ALBENDAZOLE ORAL, also known as albendazolum, is a medication used for the treatment of a variety of parasitic worm infestations. It is useful for giardiasis, trichuriasis, filariasis, neurocysticercosis, hydatid disease, pinworm disease, and ascariasis, among others. It is taken by mouth.
This medication is used to treat certain tapeworm infections (such as neurocysticercosis and hydatid disease).
How to use ALBENDAZOLE ORAL
Take this medication by mouth with meals as directed by your doctor, usually 1 to 2 times daily. If you or your child have trouble swallowing tablets, you may crush or chew your dose and take it with water.
For some conditions (such as hydatid disease), your doctor may direct you to take this medication in a treatment cycle (for example, twice daily with meals for 28 days then stopping the medication for 2 weeks). Carefully follow your doctor’s instructions.

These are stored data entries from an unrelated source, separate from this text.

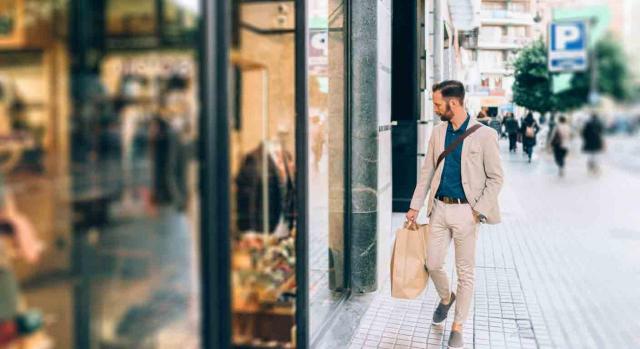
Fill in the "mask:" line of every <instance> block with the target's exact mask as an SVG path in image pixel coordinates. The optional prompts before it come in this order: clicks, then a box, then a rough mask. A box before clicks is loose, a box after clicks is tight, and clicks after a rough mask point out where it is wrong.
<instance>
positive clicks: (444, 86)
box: [432, 80, 464, 104]
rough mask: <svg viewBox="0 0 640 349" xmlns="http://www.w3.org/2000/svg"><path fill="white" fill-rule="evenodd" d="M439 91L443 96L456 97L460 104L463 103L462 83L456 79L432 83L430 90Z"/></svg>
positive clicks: (448, 96)
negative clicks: (433, 83) (436, 83)
mask: <svg viewBox="0 0 640 349" xmlns="http://www.w3.org/2000/svg"><path fill="white" fill-rule="evenodd" d="M436 91H440V93H441V94H442V97H444V98H457V99H458V101H460V104H464V85H463V84H462V83H461V82H460V81H457V80H445V81H442V82H440V83H438V84H434V85H433V88H432V92H436Z"/></svg>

The dosage is based on your weight, medical condition, and response to treatment.
Use this medication regularly to get the most benefit from it. To help you remember, take it at the same time(s) each day. If your doctor directs you to take this medication in a treatment cycle, it may be helpful to mark the calendar with a reminder of when you need to restart the medication.
Continue to take this medication until the full prescribed amount is finished, even if symptoms disappear after a few days. Stopping the medication too early may result in a return of the infection.
Other medications (such as corticosteroids, anti-seizure medications) may also be prescribed for your current condition. Take those medications exactly as directed by your doctor.
Avoid eating grapefruit or drinking grapefruit juice while using this medication unless your doctor or pharmacist says you may do so safely. Grapefruit can increase the chance of side effects with this medicine. Ask your doctor or pharmacist for more details. ALBENDAZOLE ORAL ALBENDAZOLE ORAL ALBENDAZOLE ORAL
ALBENDAZOLE ORAL ALBENDAZOLE ORAL
Tell your doctor if your condition lasts or gets worse.